私が小学3年の頃にヒットして、なんとなくは覚えていたが、改めてチェックしてみると、確かに並の動きではなく、その後のタレント活動しか知らない人は、本当に同じ人なのかと目を疑うに違いない。
スタイルに時代が感じられるのは否めないが、ムーヴのキレというか、勘所のつかみ方には、キャリアの浅さからするならば、才能としか言いようのない「雰囲気」が感じられる。特に、チャート・アクションも末期の、段々と悪ノリ的に振付が歌と乖離してきた、〈ザ・ベストテン〉出演時(10位)のヴァージョンは必見である。
この映像を見ていると、色々なことに気がつくのだが、すぐに分かるのは、ほとんどシュールなほどにあからさまな「口パク」で、歌とダンスとは、どう考えても無理のある一人二役であり、その後しばらくして、潔くダンスはダンス、歌は歌と役割が分担された、trfやEXILEのようなグループがJ-POPシーンに登場してくるのも、なるほどと改めて納得される。
他方で、さすがにこれほど開き直ったバラバラ感は鳴りを潜めてゆくものの、「口パク」OKで、歌手自らが踊りながら歌うというダンス・チューンは、現在に至るまで、それはそれで発展を遂げ続けている。
この数年、すっかりお騒がせセレブと化してしまったブリトニー・スピアーズが、これまた同一人物とは思えないほど輝いていた時代のDVD《ライヴ・フロム・ラスベガス》を観て、私は今更ながら、この「口パク」に興味を引かれた。

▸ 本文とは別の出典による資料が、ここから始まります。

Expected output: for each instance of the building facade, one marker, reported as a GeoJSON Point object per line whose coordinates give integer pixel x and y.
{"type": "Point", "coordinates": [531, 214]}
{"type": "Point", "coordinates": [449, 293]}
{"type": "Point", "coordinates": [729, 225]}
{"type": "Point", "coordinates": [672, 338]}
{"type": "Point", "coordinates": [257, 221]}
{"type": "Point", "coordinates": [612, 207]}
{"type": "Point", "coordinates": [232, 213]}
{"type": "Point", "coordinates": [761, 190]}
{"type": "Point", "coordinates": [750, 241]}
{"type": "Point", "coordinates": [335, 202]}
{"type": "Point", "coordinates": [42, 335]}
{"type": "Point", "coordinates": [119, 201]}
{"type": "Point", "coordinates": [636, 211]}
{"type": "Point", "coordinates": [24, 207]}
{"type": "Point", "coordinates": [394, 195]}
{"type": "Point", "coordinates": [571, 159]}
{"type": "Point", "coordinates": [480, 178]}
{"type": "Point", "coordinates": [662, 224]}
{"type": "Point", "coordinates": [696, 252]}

かつては、先日の北京オリンピックの開会式ではないが、コンサートに行ったら「口パク」だったというような話は、なにか、許し難いことのように言われていたが、率直なところ、今、アリーナ・クラス以上の会場で、激しいダンス・チューンを躍りながら歌っている歌手を観て、本人が生で歌っているのかどうかを気にする人は、どれくらいいるのだろうか? 冷静に考えれば、人間の限界として、あれだけハードな運動をしながら、息も切らさず、クールに歌なんか歌えるはずはないが、それでもやっぱり、生で歌っているような感じがするというのは、端的に言えば、視覚情報と聴覚情報との統合時の錯覚である。